Chaque détectoriste connaît ce moment où, après des heures de prospection, un son différent des autres se fait entendre. Pour moi, ce moment est arrivé sur le chemin du retour, en fin de journée. Un bip clair, une cible prometteuse.
Après un coup de pelle prudent, j’ai extrait de la terre une fine monnaie grisâtre : il s’agissait d’un blanc guénar du roi Charles VI, une de ces découvertes qui donne tout son sens à notre passion.
Identification du blanc guénar
Il s’agit d’un blanc, dit guénar de Charles VI, de la deuxième émission (O ronds) du 11 septembre 1389. Il date donc de la période 1389-1405. Le diamètre de la monnaie est de 27 millimètres et son poids de 2,90 grammes.

- Avers : L’inscription est KAROLVS: FRANCORV: REX (Charles, roi des Francs), avec des O ronds, une ponctuation par deux annelets pointés superposés, et les N romaine et rétrograde. On y voit l’écu de France.
- Revers : On peut y lire SIT: NOME: DNI: BENEDICTV (Béni soit le nom du Seigneur), avec des M et N onciales, le N de BENEDICTVM étant romain et rétrograde. Le motif est une croix cantonnée aux 1 et 4 d’une couronnelle, et aux 2 et 3 d’un lis.
Qui était Charles VI, dit “le Fou” ?
Fils de Charles V et de Jeanne de Bourbon, Charles VI naît à Paris en 1368 et meurt en 1422. À la mort de son père, en 1380, il est sacré roi à Reims. N’ayant que 12 ans, ce sont ses oncles, Louis Ier d’Anjou, Jean de Berry et Philippe de Bourgogne dit “le Hardi”, qui assurent sa tutelle et la régence. Le jeune roi sera tiraillé entre ces Princes qui serviront avant tout leurs intérêts personnels.
En 1385, il se marie avec Isabeau de Bavière dont il aura 11 enfants. En 1388, à sa majorité, il prend les rênes du pouvoir, renvoie ses oncles et s’entoure des anciens conseillers de son père. Ces derniers, comme Olivier de Clisson ou Juvénal des Ursins, sont appelés par dérision les Marmousets. La nouvelle équipe procède alors à une réforme générale de l’État.

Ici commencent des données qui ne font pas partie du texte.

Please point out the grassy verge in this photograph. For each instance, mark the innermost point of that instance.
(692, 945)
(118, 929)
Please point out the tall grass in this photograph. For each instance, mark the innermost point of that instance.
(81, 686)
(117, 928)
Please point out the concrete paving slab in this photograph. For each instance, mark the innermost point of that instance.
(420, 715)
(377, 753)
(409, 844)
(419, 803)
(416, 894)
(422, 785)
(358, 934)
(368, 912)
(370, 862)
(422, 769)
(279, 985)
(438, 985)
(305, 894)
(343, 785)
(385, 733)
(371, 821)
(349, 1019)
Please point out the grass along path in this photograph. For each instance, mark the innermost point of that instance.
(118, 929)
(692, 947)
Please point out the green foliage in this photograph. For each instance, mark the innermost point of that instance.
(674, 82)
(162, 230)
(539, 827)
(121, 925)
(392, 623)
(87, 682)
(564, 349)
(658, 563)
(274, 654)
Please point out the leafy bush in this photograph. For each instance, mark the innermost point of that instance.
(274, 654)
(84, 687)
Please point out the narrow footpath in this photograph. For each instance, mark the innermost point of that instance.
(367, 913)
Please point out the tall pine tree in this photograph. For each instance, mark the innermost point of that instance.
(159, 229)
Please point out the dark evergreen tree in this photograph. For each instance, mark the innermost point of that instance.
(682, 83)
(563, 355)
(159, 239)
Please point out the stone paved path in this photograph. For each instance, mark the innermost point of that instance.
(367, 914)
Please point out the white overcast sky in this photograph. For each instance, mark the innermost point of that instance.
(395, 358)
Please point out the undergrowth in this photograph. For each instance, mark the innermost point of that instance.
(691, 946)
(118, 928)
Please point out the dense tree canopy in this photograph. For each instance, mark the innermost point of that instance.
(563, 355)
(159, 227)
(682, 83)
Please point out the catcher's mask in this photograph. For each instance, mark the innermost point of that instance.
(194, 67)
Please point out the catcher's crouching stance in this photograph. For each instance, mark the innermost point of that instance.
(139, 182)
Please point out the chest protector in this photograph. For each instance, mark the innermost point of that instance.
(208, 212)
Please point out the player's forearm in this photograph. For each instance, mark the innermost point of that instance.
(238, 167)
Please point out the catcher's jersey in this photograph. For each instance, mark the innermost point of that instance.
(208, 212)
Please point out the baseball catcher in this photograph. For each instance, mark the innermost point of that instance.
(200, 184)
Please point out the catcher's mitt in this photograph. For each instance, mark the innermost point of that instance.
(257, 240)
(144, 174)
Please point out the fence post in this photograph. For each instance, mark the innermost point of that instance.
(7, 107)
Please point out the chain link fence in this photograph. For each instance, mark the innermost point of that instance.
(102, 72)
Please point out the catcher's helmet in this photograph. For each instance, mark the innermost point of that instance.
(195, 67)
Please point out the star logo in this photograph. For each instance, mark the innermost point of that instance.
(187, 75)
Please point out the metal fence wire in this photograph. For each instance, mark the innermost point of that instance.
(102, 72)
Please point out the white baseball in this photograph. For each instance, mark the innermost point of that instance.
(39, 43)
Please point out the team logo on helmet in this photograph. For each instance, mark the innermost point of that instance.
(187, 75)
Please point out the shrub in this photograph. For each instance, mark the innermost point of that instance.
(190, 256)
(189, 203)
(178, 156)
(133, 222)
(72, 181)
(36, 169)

C’est en 1392 qu’apparaissent les premiers signes de folie. Le 5 août 1392, lors de la traversée de la forêt du Mans, il croit tomber dans une embuscade, frappe de son épée et tue tous ceux qui se trouvent autour de lui. Charles VI est maîtrisé et ramené au Mans. Ses oncles reprennent le pouvoir.

En 1393, à la suite d’un horrible accident resté dans les mémoires sous le nom du “Bal des Ardents“, sa raison vacille encore un peu plus. Il vit alors reclus dans son Hôtel Saint-Pol à Paris, alternant les périodes de lucidité et de folie.
À partir de 1410, une véritable guerre civile s’installe entre les Armagnacs, partisans de Charles d’Orléans, et les Bourguignons de Jean sans Peur, allié des Anglais. Le royaume est dans le plus grand chaos et l’armée française est écrasée à Azincourt en 1415.
La bataille d’Azincourt : un tournant historique
La bataille d’Azincourt se déroule le 25 octobre 1415 pendant la guerre de Cent Ans. Elle oppose les troupes françaises, comptant entre 25 000 et 45 000 hommes, au contingent anglais fort d’environ 10 000 hommes. Cette bataille est une défaite importante pour le camp français. La cavalerie lourde, rendue moins efficace par un terrain boueux, est transpercée par les archers gallois équipés de grands arcs (longbows) à très longue portée.
Cette bataille, où la chevalerie française est mise en déroute, sera souvent considérée comme la fin de l’ère de la chevalerie et le début de la suprématie des armes à distance. Elle sera, en réaction, une cause majeure de l’épopée de Jeanne d’Arc et de l’investissement dans l’artillerie qui deviendra une spécialité française.